In a comprehensive review published in the journal Sustainable Chemistry for Climate Action, lead author Meenu Yadav and a team of researchers from Maharshi Dayanand University and Guru Jambheshwar University of Science and Technology provide a roadmap for utilizing the Earth’s largest terrestrial carbon reservoir to combat climate change. The study emphasizes that soil’s capacity to mitigate global warming is determined not just by its total carbon content but by the unique behaviors of its distinct fractions, which range from short-lived pools to forms that remain locked away for centuries. By synthesizing data on both organic and inorganic carbon, the researchers offer a conceptual framework to align land management with the specific functionality of these fractions to enhance sustainable productivity and ecosystem restoration.

The findings highlight that soil carbon is split into two primary forms: organic carbon, derived from biological sources like plant litter and roots, and inorganic carbon, which consists mainly of carbonates. Globally, the top two meters of soil hold approximately 2,400 gigatons of organic carbon and up to 1,000 gigatons of inorganic carbon. In India specifically, where soils are often carbon-poor, the researchers noted an urgent need to maintain sequestration rates of 23 to 28 per mile to offset annual emissions of 566 million tons. A major challenge identified is that current climate-smart agricultural models often neglect these fraction-specific dynamics, leading to uncertainties in how soils will respond to shifting environmental stresses and human disturbances.

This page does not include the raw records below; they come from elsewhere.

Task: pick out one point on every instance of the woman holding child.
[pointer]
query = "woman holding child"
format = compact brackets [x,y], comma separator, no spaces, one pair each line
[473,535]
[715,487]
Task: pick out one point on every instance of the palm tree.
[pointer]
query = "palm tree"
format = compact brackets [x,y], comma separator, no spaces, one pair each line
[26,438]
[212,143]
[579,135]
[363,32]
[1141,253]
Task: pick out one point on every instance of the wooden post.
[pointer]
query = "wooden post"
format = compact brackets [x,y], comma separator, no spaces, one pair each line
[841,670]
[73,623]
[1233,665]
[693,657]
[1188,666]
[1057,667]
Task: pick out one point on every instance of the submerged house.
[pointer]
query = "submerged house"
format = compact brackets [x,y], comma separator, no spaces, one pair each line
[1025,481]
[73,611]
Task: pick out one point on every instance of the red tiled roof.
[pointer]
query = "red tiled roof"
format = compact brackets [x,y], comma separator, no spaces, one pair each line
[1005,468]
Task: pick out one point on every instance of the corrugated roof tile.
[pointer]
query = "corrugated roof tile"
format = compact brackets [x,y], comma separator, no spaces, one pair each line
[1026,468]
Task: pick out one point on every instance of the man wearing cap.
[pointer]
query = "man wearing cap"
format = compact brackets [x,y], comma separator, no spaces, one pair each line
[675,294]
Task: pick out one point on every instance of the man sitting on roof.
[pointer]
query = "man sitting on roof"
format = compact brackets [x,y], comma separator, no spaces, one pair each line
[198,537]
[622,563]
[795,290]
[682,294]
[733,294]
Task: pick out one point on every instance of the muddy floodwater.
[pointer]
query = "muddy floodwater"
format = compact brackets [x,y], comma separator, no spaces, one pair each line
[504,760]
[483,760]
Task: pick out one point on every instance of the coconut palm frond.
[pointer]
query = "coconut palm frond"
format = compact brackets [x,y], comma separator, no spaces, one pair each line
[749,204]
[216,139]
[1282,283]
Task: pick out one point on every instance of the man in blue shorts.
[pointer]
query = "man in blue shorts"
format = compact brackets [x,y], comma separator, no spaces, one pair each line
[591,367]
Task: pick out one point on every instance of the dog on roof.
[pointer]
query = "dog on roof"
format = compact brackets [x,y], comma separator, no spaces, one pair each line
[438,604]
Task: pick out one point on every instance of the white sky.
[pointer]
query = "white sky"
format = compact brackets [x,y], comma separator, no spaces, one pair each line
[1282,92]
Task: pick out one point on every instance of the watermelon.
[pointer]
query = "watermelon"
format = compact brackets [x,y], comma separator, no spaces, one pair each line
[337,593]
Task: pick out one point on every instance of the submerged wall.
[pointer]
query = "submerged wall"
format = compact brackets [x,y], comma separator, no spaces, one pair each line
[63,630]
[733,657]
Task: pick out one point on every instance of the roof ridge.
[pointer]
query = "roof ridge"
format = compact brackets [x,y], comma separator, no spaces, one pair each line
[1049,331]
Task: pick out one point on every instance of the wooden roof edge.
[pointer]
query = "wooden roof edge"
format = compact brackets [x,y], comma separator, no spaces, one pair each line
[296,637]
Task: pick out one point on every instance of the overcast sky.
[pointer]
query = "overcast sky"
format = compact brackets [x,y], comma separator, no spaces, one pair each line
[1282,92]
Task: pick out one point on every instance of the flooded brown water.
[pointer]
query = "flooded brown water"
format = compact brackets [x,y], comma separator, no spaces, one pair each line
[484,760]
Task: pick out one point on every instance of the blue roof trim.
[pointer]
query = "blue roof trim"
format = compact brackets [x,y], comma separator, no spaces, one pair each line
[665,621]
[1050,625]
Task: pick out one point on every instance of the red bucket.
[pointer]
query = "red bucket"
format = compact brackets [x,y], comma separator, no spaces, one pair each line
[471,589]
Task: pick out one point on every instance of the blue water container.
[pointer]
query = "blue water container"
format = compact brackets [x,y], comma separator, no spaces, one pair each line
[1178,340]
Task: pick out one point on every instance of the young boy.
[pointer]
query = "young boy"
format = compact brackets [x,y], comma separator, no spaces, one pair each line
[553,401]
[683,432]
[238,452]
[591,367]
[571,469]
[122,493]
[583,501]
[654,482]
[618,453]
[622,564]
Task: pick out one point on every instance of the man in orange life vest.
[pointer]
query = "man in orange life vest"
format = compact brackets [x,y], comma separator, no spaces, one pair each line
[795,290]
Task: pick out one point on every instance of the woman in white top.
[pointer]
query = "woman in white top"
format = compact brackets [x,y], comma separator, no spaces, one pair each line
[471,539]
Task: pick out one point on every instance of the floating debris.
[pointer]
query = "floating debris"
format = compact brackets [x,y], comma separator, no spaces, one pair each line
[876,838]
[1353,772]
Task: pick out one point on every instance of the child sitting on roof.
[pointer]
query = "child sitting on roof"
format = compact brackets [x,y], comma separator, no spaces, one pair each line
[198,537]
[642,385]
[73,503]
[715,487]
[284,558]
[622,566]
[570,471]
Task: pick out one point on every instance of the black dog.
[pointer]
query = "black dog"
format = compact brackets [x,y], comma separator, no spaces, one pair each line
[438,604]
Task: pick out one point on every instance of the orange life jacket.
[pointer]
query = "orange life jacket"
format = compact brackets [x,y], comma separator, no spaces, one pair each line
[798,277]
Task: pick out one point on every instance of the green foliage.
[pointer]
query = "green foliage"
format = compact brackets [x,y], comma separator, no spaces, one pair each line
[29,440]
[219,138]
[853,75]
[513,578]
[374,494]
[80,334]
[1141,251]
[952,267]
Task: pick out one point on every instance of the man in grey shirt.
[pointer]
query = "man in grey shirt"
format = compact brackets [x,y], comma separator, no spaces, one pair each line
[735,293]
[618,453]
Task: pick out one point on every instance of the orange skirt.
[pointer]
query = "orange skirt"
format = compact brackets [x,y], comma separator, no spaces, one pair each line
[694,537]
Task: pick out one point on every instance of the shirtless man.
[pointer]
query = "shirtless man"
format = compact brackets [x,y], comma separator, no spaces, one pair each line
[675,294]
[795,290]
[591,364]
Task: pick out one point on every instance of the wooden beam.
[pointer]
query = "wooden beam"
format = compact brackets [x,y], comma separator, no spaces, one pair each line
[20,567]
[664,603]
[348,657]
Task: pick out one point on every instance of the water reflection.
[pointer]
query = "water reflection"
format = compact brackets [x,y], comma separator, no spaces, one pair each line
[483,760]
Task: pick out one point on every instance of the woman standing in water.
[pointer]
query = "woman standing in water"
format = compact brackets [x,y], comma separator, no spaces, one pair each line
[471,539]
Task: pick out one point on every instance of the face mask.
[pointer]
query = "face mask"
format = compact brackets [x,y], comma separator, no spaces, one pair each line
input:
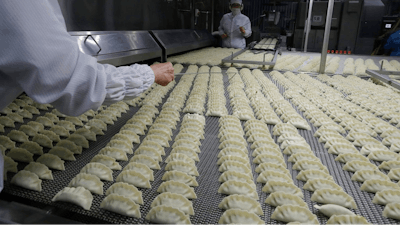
[235,11]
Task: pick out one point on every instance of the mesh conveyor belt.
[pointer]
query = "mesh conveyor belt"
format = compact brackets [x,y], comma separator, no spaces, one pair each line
[206,205]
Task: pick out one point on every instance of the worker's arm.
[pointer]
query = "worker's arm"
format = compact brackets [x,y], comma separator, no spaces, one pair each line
[221,28]
[39,55]
[247,28]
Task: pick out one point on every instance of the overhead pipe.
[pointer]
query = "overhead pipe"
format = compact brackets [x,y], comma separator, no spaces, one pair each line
[326,36]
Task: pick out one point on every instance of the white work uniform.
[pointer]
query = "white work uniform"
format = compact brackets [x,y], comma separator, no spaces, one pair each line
[230,25]
[40,58]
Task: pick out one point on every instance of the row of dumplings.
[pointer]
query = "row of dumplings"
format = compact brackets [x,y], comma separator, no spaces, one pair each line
[289,62]
[197,97]
[241,204]
[216,104]
[173,206]
[373,179]
[122,197]
[206,56]
[238,99]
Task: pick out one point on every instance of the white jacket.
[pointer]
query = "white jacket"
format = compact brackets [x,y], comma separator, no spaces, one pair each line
[40,58]
[230,25]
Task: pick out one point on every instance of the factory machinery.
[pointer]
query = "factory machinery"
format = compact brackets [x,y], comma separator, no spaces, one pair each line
[283,137]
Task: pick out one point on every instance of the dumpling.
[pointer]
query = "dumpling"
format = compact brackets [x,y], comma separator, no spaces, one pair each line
[43,140]
[394,174]
[378,185]
[231,187]
[121,205]
[70,146]
[363,175]
[274,186]
[181,177]
[131,135]
[356,165]
[347,219]
[17,118]
[6,142]
[293,149]
[60,131]
[28,130]
[178,188]
[115,153]
[28,180]
[183,167]
[332,209]
[35,125]
[149,152]
[235,166]
[78,196]
[167,215]
[18,136]
[392,210]
[347,157]
[148,161]
[88,134]
[97,123]
[45,121]
[306,175]
[309,165]
[79,140]
[63,153]
[388,165]
[75,120]
[108,161]
[330,196]
[41,170]
[177,201]
[237,216]
[126,190]
[316,184]
[88,181]
[268,175]
[53,117]
[232,151]
[179,157]
[142,169]
[383,156]
[99,170]
[10,165]
[122,145]
[237,176]
[339,149]
[302,155]
[186,143]
[32,147]
[51,161]
[21,155]
[281,198]
[294,213]
[7,122]
[266,158]
[385,197]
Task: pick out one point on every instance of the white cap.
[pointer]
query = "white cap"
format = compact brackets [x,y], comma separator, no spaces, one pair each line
[236,1]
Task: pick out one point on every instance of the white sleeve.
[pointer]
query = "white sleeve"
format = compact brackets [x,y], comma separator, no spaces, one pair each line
[247,28]
[42,59]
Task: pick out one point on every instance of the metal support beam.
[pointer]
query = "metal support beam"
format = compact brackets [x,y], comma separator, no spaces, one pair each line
[308,25]
[326,36]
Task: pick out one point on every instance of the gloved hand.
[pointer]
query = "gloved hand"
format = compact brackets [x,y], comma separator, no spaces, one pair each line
[163,73]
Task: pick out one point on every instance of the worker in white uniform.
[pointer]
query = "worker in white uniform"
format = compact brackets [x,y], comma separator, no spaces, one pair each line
[235,27]
[40,58]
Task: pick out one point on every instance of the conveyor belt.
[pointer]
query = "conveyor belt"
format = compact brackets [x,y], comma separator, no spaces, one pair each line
[206,205]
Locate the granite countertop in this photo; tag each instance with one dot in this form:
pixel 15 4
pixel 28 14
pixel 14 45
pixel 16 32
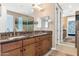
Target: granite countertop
pixel 21 37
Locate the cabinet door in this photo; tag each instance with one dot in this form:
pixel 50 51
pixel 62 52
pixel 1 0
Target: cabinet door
pixel 16 52
pixel 29 50
pixel 44 46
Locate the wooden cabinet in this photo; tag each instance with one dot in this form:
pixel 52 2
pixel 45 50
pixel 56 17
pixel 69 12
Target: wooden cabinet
pixel 15 52
pixel 29 50
pixel 10 46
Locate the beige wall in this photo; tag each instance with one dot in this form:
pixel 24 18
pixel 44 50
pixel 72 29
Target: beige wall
pixel 64 22
pixel 48 10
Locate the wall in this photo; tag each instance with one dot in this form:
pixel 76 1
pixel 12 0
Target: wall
pixel 49 10
pixel 65 22
pixel 3 19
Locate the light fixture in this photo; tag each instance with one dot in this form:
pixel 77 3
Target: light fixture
pixel 35 6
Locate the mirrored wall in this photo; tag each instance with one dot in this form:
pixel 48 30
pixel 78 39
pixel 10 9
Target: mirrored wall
pixel 18 22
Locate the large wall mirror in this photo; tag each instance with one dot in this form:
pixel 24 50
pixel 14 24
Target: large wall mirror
pixel 19 22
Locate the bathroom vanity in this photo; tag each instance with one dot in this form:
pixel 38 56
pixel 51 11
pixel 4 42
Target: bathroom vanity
pixel 33 44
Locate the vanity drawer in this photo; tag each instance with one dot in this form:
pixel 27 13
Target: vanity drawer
pixel 11 46
pixel 28 41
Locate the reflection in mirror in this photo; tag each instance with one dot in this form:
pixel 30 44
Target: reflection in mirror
pixel 9 23
pixel 19 24
pixel 69 30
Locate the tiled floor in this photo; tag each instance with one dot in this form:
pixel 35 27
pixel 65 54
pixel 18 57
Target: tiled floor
pixel 57 53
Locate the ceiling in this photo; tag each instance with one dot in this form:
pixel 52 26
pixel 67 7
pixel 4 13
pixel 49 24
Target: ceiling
pixel 69 8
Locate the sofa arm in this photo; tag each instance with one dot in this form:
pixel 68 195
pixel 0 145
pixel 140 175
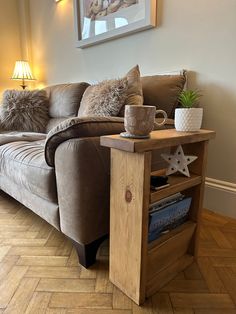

To address these gaps, the study details how different fractions respond to management. For example, particulate organic carbon, which is linked to soil aggregates, is highly sensitive to farming practices like tillage. In contrast, mineral-associated organic carbon forms stable complexes with clay and silt particles, ensuring long-term storage that is more resistant to rising global temperatures. The researchers found that microbial communities play a pivotal role in this process, as they convert plant residues into stable organic forms and even accelerate the formation of secondary carbonates in the soil. They also highlighted that soil texture significantly influences storage capacity, with clay-rich soils capable of storing up to four times more recalcitrant carbon than sandy soils.

The review outlines several high-impact outcomes achievable through targeted soil management. The application of biochar was found to increase soil inorganic carbon by up to 28.3% while simultaneously reducing methane and nitrous oxide emissions. Similarly, transitioning from traditional to zero-tillage systems improves soil micro-aggregation and protects subsurface carbon from oxidation. Long-term agroforestry systems were also shown to be transformative, with some species increasing topsoil organic carbon by 42.5%. Ultimately, the study suggests that these fraction-sensitive strategies provide a scalable pathway for achieving global sustainability targets, including halting and reversing land degradation while strengthening food security.

Source: Yadav, M., Mittal, R., Kumari, A., Bhatia, A., Khatri, A., & Bhateria, R. (2025). Soil carbon fractions and their role in climate-resilient agriculture: A review. Sustainable Chemistry for Climate Action, 7, 100127.